Wednesday, November 16, 2011
Book excerpt: Chapter Three -- Chilly Racial Climate
There weren’t any racial tensions on Marshall’s football team in 1969. Blacks and whites got along just fine. But away from the games, practices, team meetings, and study hall, it was a much different scenario.
At best, socializing among the black and white players was minimal. You wouldn’t see any black players going to any parties hosted by the white fraternities and white sororities. Likewise, you’d never see any white guys showing up at a hotel or house party thrown by black folks. And it didn’t matter if the party’s location was near campus or in the heart of the hood. That’s just the way it was. Blacks and whites seemed to be comfortable with that. Nobody felt the need to come out of their cultural comfort zone. Of course there were a few blacks and whites who intermingled frequently, but it wasn’t commonplace. After all, this was Huntington, not Greenwich Village.

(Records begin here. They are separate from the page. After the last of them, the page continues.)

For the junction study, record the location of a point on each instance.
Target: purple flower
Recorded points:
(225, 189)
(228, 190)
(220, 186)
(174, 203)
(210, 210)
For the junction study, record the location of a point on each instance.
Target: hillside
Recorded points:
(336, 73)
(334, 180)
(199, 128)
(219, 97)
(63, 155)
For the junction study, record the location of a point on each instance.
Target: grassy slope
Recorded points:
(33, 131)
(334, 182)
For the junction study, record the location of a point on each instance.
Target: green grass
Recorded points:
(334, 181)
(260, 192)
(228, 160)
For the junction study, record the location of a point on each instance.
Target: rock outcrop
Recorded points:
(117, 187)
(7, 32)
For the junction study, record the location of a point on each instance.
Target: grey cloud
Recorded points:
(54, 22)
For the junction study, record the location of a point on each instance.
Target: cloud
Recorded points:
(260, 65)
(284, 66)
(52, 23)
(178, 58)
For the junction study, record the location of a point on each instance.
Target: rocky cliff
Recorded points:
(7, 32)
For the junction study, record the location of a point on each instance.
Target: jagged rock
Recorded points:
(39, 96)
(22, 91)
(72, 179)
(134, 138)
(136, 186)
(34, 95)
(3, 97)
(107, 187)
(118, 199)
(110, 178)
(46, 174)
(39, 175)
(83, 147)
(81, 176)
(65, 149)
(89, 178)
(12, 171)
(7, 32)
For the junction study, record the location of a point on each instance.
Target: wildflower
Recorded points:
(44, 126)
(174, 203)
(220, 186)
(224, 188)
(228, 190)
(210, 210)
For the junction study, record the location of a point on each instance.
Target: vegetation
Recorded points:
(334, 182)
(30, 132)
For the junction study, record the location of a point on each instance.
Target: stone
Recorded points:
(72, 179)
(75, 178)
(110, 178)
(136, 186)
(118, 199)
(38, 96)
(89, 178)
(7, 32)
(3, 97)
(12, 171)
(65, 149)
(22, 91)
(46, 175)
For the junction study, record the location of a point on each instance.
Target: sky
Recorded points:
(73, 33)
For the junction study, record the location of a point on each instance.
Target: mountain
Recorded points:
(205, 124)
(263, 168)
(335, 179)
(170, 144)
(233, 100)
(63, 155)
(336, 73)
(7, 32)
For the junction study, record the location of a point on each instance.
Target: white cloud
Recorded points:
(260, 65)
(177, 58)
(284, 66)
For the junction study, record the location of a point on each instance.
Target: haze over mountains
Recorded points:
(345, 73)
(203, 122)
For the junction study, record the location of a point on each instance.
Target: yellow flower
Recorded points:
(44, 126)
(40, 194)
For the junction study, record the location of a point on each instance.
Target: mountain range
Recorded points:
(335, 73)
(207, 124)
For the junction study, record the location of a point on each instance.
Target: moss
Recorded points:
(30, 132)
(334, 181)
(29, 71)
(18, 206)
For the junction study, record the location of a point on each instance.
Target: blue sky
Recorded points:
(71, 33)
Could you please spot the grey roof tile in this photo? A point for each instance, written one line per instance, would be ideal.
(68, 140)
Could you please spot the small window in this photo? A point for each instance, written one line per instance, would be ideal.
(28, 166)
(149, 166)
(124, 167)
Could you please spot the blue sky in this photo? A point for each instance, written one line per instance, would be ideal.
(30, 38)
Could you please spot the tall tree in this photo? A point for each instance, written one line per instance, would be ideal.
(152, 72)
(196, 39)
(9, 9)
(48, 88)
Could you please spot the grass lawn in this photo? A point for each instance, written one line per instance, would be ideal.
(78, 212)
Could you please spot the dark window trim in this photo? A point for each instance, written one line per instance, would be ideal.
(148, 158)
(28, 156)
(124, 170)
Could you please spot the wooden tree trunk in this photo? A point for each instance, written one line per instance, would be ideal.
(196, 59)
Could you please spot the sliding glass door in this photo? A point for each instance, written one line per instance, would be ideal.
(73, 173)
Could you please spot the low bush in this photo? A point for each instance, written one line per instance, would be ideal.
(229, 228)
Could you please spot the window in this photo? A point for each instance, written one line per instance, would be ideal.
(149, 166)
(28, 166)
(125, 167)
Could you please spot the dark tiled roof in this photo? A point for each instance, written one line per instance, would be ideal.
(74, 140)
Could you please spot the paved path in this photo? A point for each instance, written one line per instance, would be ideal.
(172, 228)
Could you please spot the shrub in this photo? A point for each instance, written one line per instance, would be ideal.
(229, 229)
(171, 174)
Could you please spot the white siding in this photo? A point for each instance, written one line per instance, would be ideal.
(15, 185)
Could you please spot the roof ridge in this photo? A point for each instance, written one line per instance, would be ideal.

The late ‘60s marked the arrival of the first wave of black athletes coming to Marshall, which before then, didn’t have many black students. The school started to recruit more blacks for football and basketball.
At the same time, there was another movement taking place, not only at Marshall, but also at other colleges around the South. Up until then, it was standard procedure for black folks to enroll at historically black institutions. But even that was starting to change as a greater number of blacks who were not athletes opted to attend predominantly white schools. This trend was set in motion, in large part, by the desegregation of the public school systems at every grade level in the Deep South. With more blacks attending mainstream schools, there was bound to be some uneasiness among the races. There were a lot of whites who had never been around black people before, and vice versa. So it was inevitable that, at some point, there would be incidents that would spark racial unrest.